Por: Miguel Rodríguez Mondoñedo (*)
“Infante” es una vieja palabra que se remonta al latín infantis, donde quería decir “el que no habla”. Los bebés, por supuesto, no vienen al mundo sabiendo ya castellano o quechua, sino que deben adquirir la lengua de su comunidad a través de un intercambio lingüístico sostenido durante los años iniciales de su vida. Es así para casi todos. Casi ninguna familia, casi ningún padre o casi ninguna madre, tiene, entre las muchas atribuciones que el ordenamiento legal le confiere sobre sus hijos, el derecho de privarlos del estímulo lingüístico que necesita para desarrollar su primera lengua.

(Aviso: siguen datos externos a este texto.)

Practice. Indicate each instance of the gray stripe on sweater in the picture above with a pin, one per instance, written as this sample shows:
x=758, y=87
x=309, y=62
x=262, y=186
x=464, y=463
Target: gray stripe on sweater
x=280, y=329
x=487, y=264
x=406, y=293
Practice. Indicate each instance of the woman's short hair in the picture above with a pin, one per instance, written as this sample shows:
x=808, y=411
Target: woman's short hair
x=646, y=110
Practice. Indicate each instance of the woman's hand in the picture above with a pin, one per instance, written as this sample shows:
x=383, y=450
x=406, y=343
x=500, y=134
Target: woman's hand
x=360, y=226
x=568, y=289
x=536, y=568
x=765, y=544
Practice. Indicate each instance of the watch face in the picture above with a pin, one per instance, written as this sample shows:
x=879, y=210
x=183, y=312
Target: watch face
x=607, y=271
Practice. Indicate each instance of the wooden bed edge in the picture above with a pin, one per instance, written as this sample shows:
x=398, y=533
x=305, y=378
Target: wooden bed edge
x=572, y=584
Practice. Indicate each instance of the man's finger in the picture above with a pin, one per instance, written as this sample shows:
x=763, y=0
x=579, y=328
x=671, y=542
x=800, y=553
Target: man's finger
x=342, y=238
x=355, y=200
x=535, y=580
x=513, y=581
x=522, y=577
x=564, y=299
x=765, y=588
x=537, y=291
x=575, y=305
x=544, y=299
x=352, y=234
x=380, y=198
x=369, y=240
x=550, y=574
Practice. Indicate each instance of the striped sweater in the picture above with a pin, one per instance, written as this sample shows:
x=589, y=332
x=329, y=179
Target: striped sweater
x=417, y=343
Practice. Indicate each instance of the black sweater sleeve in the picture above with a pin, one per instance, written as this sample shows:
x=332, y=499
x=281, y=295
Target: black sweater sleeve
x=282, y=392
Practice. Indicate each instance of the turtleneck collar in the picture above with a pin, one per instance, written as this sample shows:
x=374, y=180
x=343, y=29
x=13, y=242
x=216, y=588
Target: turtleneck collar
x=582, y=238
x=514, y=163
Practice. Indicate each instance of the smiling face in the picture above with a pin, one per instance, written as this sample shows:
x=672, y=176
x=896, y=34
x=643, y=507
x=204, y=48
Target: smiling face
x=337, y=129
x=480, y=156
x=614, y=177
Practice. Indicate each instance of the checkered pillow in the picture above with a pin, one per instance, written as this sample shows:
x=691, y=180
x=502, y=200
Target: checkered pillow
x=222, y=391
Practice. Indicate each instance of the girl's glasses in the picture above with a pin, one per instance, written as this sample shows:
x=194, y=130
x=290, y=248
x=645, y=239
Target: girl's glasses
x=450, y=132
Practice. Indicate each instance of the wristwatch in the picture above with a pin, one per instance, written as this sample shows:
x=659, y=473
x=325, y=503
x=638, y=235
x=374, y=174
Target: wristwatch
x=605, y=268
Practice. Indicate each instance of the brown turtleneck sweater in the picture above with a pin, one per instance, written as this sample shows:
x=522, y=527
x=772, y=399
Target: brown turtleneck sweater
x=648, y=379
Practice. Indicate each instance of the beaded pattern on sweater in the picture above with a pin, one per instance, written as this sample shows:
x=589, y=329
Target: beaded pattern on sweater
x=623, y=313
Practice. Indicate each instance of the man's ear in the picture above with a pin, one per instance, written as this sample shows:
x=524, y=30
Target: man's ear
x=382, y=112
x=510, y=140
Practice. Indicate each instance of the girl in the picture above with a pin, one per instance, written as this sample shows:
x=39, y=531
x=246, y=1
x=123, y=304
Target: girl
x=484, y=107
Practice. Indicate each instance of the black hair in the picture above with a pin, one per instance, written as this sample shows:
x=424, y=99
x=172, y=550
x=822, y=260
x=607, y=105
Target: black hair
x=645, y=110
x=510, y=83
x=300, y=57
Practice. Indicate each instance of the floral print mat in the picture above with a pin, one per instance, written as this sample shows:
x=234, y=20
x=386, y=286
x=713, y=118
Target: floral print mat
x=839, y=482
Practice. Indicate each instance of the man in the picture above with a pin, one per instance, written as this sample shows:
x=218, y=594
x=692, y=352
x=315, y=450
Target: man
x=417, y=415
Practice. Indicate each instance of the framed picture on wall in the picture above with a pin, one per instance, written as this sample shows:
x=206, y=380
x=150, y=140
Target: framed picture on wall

Casi nadie puede ser legalmente obligado a permanecer infante por muchos o todos los años de su vida.
Notará el lector que he usado “casi”. El uso de esta partícula limitante es apropiado, lamentablemente, porque existe un grupo de seres humanos a quienes la ley no les reconoce el derecho a dejar de ser infantes, y permite que sus respectivas familias les impidan el acceso a la lengua que les es propia. Se trata de los niños y niñas sordos nacidos en familias oyentes.
Un niño sordo no puede oír, pero esa es toda su dificultad. Aparte de eso, su inteligencia, su curiosidad y todo el rango de su cognición está en perfecto estado, y es enteramente comparable a cualquier otro niño oyente de su edad. Como no puede oír, no tiene acceso al canal más habitual de adquisición de un idioma, esto es, al habla de las personas que lo cuidan, de su familia, de su entorno. Para darle estímulo lingüístico, es necesario incorporarlo a un idioma que él o ella pueda asimilar sin ninguna dificultad. Y ese idioma existe: es la lengua de señas de su respectiva comunidad.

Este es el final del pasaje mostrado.